Local-Order Auxiliary Losses Can Improve Autoencoder Reconstruction
arXiv:2504.04202v4 Announce Type: replace
Abstract: Mean-squared error is the default objective for training autoencoders, yet compressed reconstructions often depend not only on pointwise accuracy but also on preserving local spatial order. We study whether structural auxiliary losses can improve, rather than trade off against, MSE in finite-capacity autoencoders. We introduce finite-difference sign error (FDSE), a local-order auxiliary objective that penalizes disagreements between the signs of neighboring finite differences in the target and reconstruction. FDSE is simple, architecture-agnostic, and differentiable through smooth sign surrogates. Across four tensor reconstruction tasks, we find that moderate mixtures of MSE and FDSE can substantially reduce validation MSE relative to pure MSE training.
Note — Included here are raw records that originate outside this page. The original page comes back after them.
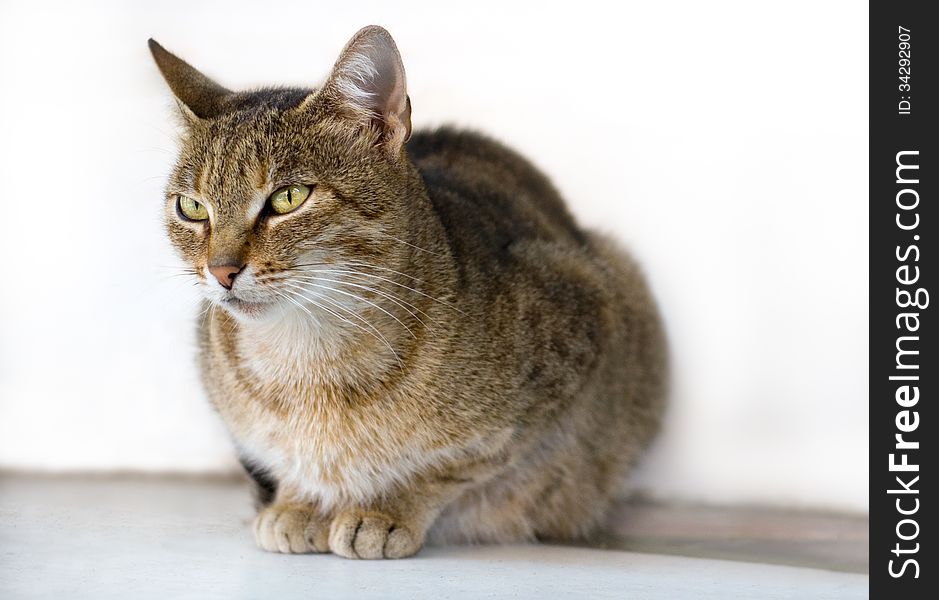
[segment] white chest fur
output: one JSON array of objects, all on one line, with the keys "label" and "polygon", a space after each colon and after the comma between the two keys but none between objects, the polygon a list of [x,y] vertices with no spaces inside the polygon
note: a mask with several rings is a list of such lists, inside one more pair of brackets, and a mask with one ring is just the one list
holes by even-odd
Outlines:
[{"label": "white chest fur", "polygon": [[244,458],[267,469],[279,494],[326,509],[367,503],[441,458],[390,401],[341,397],[335,355],[322,332],[302,324],[245,328],[241,364],[264,398],[242,392],[222,410]]}]

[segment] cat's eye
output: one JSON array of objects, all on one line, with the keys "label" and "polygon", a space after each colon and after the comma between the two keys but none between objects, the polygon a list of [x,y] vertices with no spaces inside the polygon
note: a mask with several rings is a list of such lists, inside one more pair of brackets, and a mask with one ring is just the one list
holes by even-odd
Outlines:
[{"label": "cat's eye", "polygon": [[180,196],[176,201],[179,214],[190,221],[205,221],[209,218],[209,211],[205,204],[193,200],[189,196]]},{"label": "cat's eye", "polygon": [[268,202],[278,215],[285,215],[292,210],[296,210],[301,204],[310,197],[310,188],[302,183],[295,183],[282,187],[271,194]]}]

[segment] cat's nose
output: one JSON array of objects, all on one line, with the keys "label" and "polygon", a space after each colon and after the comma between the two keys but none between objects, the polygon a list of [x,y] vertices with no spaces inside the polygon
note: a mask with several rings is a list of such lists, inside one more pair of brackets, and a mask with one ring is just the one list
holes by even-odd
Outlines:
[{"label": "cat's nose", "polygon": [[215,276],[222,287],[226,290],[230,290],[231,286],[235,283],[235,275],[241,272],[242,267],[237,267],[235,265],[219,265],[217,267],[209,267],[209,273]]}]

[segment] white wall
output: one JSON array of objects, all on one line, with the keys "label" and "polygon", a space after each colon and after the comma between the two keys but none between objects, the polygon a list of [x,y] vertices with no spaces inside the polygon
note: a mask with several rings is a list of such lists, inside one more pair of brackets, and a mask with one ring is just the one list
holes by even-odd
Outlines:
[{"label": "white wall", "polygon": [[146,40],[230,87],[315,85],[379,23],[416,126],[505,140],[645,263],[678,382],[641,486],[866,510],[867,7],[614,4],[4,1],[0,467],[233,468]]}]

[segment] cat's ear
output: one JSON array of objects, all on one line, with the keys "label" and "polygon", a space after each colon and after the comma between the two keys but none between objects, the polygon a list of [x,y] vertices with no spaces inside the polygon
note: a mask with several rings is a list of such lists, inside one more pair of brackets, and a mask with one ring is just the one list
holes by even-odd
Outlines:
[{"label": "cat's ear", "polygon": [[147,42],[163,79],[179,101],[183,115],[190,121],[211,119],[223,111],[231,92],[215,83],[195,67],[150,38]]},{"label": "cat's ear", "polygon": [[382,145],[392,155],[411,136],[404,63],[382,27],[371,25],[352,36],[322,92],[343,112],[378,128]]}]

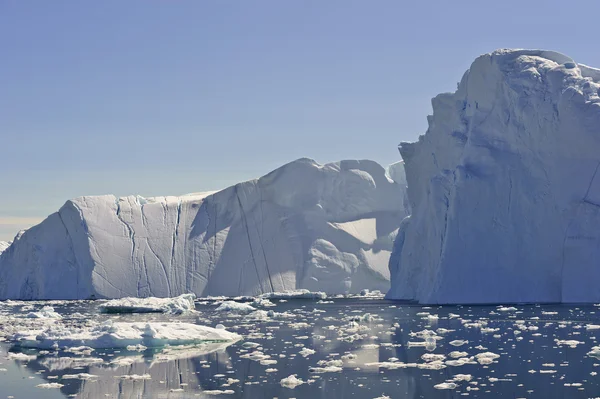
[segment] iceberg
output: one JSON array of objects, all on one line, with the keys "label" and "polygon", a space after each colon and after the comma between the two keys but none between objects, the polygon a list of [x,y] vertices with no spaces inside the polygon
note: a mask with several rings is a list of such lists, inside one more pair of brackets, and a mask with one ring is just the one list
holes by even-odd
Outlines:
[{"label": "iceberg", "polygon": [[429,128],[401,143],[412,214],[388,298],[423,304],[600,302],[600,70],[498,50]]},{"label": "iceberg", "polygon": [[0,299],[385,292],[404,193],[373,161],[299,159],[218,192],[76,198],[0,255]]}]

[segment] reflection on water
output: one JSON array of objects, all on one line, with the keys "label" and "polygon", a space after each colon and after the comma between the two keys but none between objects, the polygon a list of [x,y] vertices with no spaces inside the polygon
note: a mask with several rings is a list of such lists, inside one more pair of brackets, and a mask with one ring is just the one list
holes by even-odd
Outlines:
[{"label": "reflection on water", "polygon": [[[275,303],[267,316],[216,312],[211,303],[198,305],[196,315],[112,316],[221,323],[245,337],[231,346],[9,355],[16,349],[2,344],[0,397],[33,397],[32,392],[80,398],[600,396],[600,361],[587,356],[600,331],[593,306],[423,308],[358,299]],[[57,311],[68,313],[69,306]],[[94,312],[91,304],[78,306]],[[292,374],[304,383],[282,386],[280,381]],[[63,386],[36,388],[41,383]]]}]

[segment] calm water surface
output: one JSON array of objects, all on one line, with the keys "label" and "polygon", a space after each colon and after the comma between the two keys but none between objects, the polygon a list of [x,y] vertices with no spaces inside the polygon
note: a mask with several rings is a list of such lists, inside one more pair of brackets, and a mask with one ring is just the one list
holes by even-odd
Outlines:
[{"label": "calm water surface", "polygon": [[[223,324],[244,340],[214,352],[202,346],[83,354],[33,350],[17,358],[14,345],[0,342],[0,398],[600,397],[600,360],[588,356],[600,337],[594,306],[273,302],[276,306],[262,308],[275,312],[264,320],[217,312],[213,302],[198,303],[198,313],[181,316],[103,315],[94,302],[55,304],[56,311],[75,322]],[[0,307],[5,315],[0,323],[30,311],[21,311],[22,305]],[[477,357],[481,353],[488,354]],[[80,373],[90,376],[63,378]],[[132,375],[138,379],[125,377]],[[293,389],[282,386],[290,375],[305,383]],[[37,387],[52,382],[63,386]],[[438,389],[444,387],[449,389]],[[220,394],[210,392],[215,390]]]}]

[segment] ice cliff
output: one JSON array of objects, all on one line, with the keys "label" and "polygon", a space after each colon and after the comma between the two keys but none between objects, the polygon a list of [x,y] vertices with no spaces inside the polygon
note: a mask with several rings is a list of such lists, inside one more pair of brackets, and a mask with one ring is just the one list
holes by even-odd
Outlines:
[{"label": "ice cliff", "polygon": [[475,60],[402,143],[412,216],[388,297],[600,302],[600,70],[540,50]]},{"label": "ice cliff", "polygon": [[386,291],[404,192],[372,161],[300,159],[215,193],[76,198],[0,255],[0,299]]}]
In coefficient sweeps, FDSE mixtures reduce validation MSE by 2.3$\times$--7.0$\times$ over pure MSE on these tasks, while comparisons with other auxiliary objectives show FDSE to be among the strongest structural objectives tested. The effect is not universal: pure FDSE performs poorly, and gains are largest for coherent spatial fields where local order carries information about the underlying signal. These results suggest that, in compressed-latent reconstruction, appropriately weighted local-structure supervision can guide optimization toward solutions with better pointwise accuracy, rather than merely improving perceptual or structural metrics at MSE's expense.